Ivy’s Background
Ivy Cheng spent her entire 30+ year career at the World Bank, working as an assistant, financial analyst, mission lead, project manager, and expert consultant. Her specialty was strategizing and delivering basic healthcare, clean water supply, education, and sustainable energy to the parts of the world most in need. While she was based at World Bank headquarters in Washington D.C., she spent months per year on missions to Asia, South America, and Eastern Europe, observing, interacting with, and helping countless communities. Ivy also had an expatriate stint where she was appointed as Chief of Staff for the United Nations Centre for Regional Development (UNCRD) in Nagoya, Japan, where she focused on monitoring sanitation and education projects in rural areas of Laos, Cambodia, Burma, and the Philippines.
During her illustrious career from 1978 to 2010, Ivy helped break many barriers within the white male-dominated World Bank, leading several eight-figure dollar missions as an immigrant, minority female. Though small-statured, she led with an impressive presence imbued with clear strategy, diligent work ethic, and brilliant efficiency.
Throughout her career, Ivy observed dozens of communities and different ways of life, economy, and culture, and she was able to distill some common threads. She noted that empowering people with skills and tools to succeed were paramount, and that the investment was more effective and durable when women were the ones being empowered. While there were many well-intentioned, responsible men in every community, women were still more apt to transfer their resources and successes to their children, which set the stage for the next generation to lift the community as a whole. Furthermore, Ivy noted, it was better to start empowering at a younger age, before the community had the chance to establish labels of: “uneducated”, “unskilled”, or “unable”.
Ivy leading water sanitation project in rural China
Ivy leading solar panel project in Inner Mongolia
Early Giving (2000-2018)
Armed with these observations, Ivy and Chieh-san Cheng began their philanthropic journey in the early 2000s, donating a few thousand dollars per year to pay for tuition and books for schoolchildren in rural China through the Education and Science Society (esscare.org). They then became actively involved with the AiXin Foundation (aixinfund.org), which helped them extend beyond education by also aiding basic public health services and helping with food insecurity. After all, it is difficult for a child to learn when they are hungry or sick. By the time of Ivy’s passing in 2018, she and Chieh-san had donated more than $100,000 to support hundreds of children in rural China through high school graduation.
Ivy’s Passing and Accelerated Giving (2019-2025)
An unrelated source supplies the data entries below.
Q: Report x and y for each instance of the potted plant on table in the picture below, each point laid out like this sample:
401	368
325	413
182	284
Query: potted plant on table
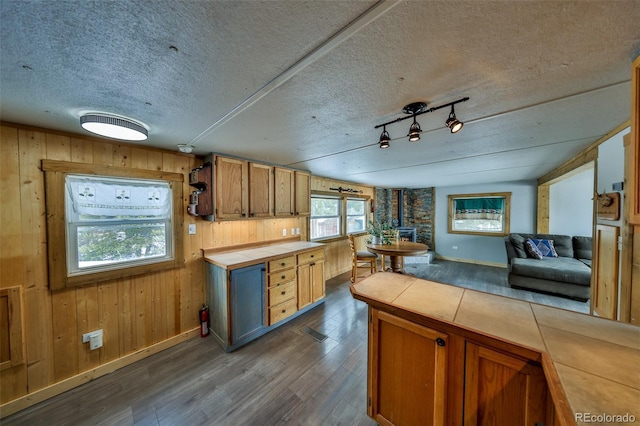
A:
378	232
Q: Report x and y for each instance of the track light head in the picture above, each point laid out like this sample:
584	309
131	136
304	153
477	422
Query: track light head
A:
414	131
453	123
385	140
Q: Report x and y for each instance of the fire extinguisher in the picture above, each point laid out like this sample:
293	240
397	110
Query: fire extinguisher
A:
204	320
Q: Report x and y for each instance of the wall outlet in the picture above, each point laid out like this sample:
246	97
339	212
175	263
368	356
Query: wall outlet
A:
94	338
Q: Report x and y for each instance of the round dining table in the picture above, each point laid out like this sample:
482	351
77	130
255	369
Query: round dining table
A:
396	251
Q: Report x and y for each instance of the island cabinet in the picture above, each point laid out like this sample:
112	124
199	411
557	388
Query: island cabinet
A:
311	283
407	373
417	377
251	291
501	389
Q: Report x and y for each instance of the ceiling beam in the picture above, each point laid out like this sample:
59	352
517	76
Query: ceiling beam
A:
373	13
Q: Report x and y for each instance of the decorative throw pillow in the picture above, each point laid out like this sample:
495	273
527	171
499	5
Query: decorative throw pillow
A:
532	249
545	247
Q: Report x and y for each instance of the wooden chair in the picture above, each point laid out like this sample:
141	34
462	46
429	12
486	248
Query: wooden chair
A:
393	236
361	259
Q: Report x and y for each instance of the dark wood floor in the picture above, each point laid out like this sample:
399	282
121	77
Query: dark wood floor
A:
284	377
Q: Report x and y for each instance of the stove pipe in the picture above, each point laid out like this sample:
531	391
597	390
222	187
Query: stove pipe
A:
400	207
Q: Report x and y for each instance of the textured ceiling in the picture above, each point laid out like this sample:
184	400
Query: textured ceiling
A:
304	83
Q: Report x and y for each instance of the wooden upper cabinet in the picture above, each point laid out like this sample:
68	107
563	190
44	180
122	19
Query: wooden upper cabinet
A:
284	191
634	172
260	190
303	193
231	182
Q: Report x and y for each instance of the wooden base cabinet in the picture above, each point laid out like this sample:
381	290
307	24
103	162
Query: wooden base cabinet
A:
502	390
311	285
418	375
407	369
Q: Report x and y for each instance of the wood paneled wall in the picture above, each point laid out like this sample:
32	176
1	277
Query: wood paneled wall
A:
139	315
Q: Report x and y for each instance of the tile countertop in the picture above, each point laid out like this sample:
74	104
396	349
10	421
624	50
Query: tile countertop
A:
596	361
233	259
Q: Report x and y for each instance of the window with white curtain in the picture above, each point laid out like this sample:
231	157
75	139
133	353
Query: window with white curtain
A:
114	222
After Ivy’s passing in 2018, our family decided to honor her by using her career’s lessons and continuing her mission of helping the underserved. From 2019 to 2025, we expanded our reach to providing scholarships for high school and college students, with a focus on STEM and cross-cultural education, as well as supporting infrastructure and research for under-resourced medical needs. To name the highlights, over $1M was provided for:
1) Transportation for sick pregnant women and children to hospitals, and for village doctors and midwives to deliver free clinics and medical training in rural western Tibet
2) Elevate Tutoring, a non-profit providing need-based undergraduate scholarships in Northern California
3) Endowing a need-based undergraduate scholarship for minority women at Exeter College at the University of Oxford
4) Need-based graduate engineering scholarships at Johns Hopkins University
5) Destination SPACE, a non-profit that runs a summer camp teaching remote sensing, data analytics, robotics, and rocketry to secondary and college students in the US and Taiwan
6) Starlight Cardiovascular, a start-up developing medical devices to treat congenital heart defects in neonates where there are currently no dedicated solutions.
7) “Ivy Scholarship” program in Taiwan, supporting up to 30 under-resourced students per year, focusing on first-generation ethnic minorities
8) College students in Cambodia, supporting those with financial need and the highest potential to support the health, education, and economic growth of their communities
Ivy in rural Chinese village
“Love Ivy” saving mothers and children in rural Tibet
Ivy Cheng Foundation (founded 2025)
In 2025, we established the Ivy Cheng Foundation to expand the scope and provide more flexibility for our philanthropic activities. Over the next 20 years, the Ivy Cheng Foundation commits to providing resources to support:
1) K-12 and higher education for under-resourced individuals who have the highest potential to help uplift their communities by improving healthcare, education, and infrastructure. There will be a leaning towards providing support to girls/women and underrepresented minorities.
2) Projects around improvements related to delivering education, healthcare, water supply, and sustainable energy, as well as supporting research and development in these areas.